Pelayan rumah Imam Askari mengatakan, "Ketika Imam jatuh sakit dan ajal hampir menjemputnya, beliau sadar bahwa waktu shalat Subuh telah tiba. Beliau pun berkata, ‘Aku hendak melaksanakan shalat.' Aku segera menghamparkan sajadah. Setelah berwudhu beliau melaksanakan shalat Subuhnya yang terakhir dengan kondisi sakitnya yang parah. Sejenak kemudian, arwah suci terlepas dari badan dan terbang ke alam malakut."
Dalam sebuah riwayat Imam Askari menjelaskan kedudukan para pelaksana shalat di sisi Allah. Beliau berkata, "Ketika seorang hamba berdiri untuk melaksanakan shalat Allah berfirman kepada malaikatNya, ‘Lihatlah kepada hambaKu ini bagaimana ia memutuskan segala hubungan dengan semua makhluk dan datang kepadaKu dengan mengharap rahmat dan kasih sayangKu. Saksikanlah bahwa Aku akan memberikan rahmat dan karamahKu kepadanya."
Diriwayatkan bahwa di detik-detik terakhir kehidupannya, Imam Askari berkata kepada putra beliau Imam Mahdi (as), "Berbahagialah putraku, karena engkau adalah Sahibuz Zaman dan engkaulah Mahdi, hujjah Allah di muka bumi."

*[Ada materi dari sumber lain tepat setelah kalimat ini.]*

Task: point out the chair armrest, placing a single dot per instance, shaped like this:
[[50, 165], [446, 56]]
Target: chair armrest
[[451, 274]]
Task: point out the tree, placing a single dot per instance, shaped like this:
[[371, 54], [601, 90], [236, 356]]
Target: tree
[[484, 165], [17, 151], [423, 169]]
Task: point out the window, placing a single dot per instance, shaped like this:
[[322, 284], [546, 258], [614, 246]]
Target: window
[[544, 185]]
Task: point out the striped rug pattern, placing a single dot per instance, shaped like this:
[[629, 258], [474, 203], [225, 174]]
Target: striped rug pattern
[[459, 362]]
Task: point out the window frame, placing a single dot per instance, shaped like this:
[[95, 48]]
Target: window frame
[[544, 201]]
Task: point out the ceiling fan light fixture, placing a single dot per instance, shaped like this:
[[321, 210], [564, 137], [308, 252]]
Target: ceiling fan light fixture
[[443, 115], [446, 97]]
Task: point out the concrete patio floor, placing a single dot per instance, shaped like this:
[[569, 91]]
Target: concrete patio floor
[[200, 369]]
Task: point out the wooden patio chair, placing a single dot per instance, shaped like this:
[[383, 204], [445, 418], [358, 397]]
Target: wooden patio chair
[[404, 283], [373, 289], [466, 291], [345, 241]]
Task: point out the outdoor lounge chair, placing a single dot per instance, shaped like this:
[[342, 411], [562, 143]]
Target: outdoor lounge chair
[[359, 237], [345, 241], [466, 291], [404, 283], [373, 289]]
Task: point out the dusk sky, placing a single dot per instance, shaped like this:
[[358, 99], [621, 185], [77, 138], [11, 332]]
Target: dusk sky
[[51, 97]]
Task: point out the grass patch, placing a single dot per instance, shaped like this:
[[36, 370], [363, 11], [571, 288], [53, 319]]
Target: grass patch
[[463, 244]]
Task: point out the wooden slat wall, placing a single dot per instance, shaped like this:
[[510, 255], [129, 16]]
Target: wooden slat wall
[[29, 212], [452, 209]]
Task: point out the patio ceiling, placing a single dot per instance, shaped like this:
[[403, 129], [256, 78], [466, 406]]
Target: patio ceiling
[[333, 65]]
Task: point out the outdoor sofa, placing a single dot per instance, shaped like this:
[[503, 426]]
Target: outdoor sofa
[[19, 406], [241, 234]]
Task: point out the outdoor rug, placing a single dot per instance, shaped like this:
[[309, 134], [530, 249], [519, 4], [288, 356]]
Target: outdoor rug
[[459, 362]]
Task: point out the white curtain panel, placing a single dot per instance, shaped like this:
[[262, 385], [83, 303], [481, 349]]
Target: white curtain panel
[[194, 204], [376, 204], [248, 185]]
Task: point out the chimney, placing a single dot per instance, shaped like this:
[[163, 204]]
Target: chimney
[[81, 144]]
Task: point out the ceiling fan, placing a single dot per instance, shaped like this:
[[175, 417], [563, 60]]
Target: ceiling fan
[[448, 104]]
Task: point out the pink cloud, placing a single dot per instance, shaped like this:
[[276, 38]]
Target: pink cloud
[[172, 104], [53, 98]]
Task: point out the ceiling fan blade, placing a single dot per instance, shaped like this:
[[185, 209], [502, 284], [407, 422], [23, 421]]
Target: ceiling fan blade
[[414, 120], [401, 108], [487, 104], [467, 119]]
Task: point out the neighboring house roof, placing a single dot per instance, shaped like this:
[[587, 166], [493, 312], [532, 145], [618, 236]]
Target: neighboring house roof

Di akhir kesempatan ini, kami mengajak Anda untuk menyimak penggalan dari munajat Imam Askari (as) dengan Allah. Beliau berkata, "Wahai Tuhan yang janji-janjiNya maha benar! Wahai Pencipta yang nikmat-nikmatNya terus bertambah! Wahai Tuhan yang rahmatNya amat luas! Wahai penolong bagi para peminta pertolongan! Wahai Yang mengabulkan doa orang-orang lemah! Kirimkanlah shalawat kepada Muhammad dan keluarga Muhammad! Bimbinglah aku! Liputi aku dengan rahmatMu! Turunkanlah berkahMu untukku! Sungguh, Engkau Tuhan yang Maha besar dan aku hambaMu yang lemah dan papa. Betapa jauh perbedaan antara aku dan Engkau, wahai Tuhan yang Maha Pengasih dan Penyayang, Wahai Pemilik keagungan dan kebesaran!"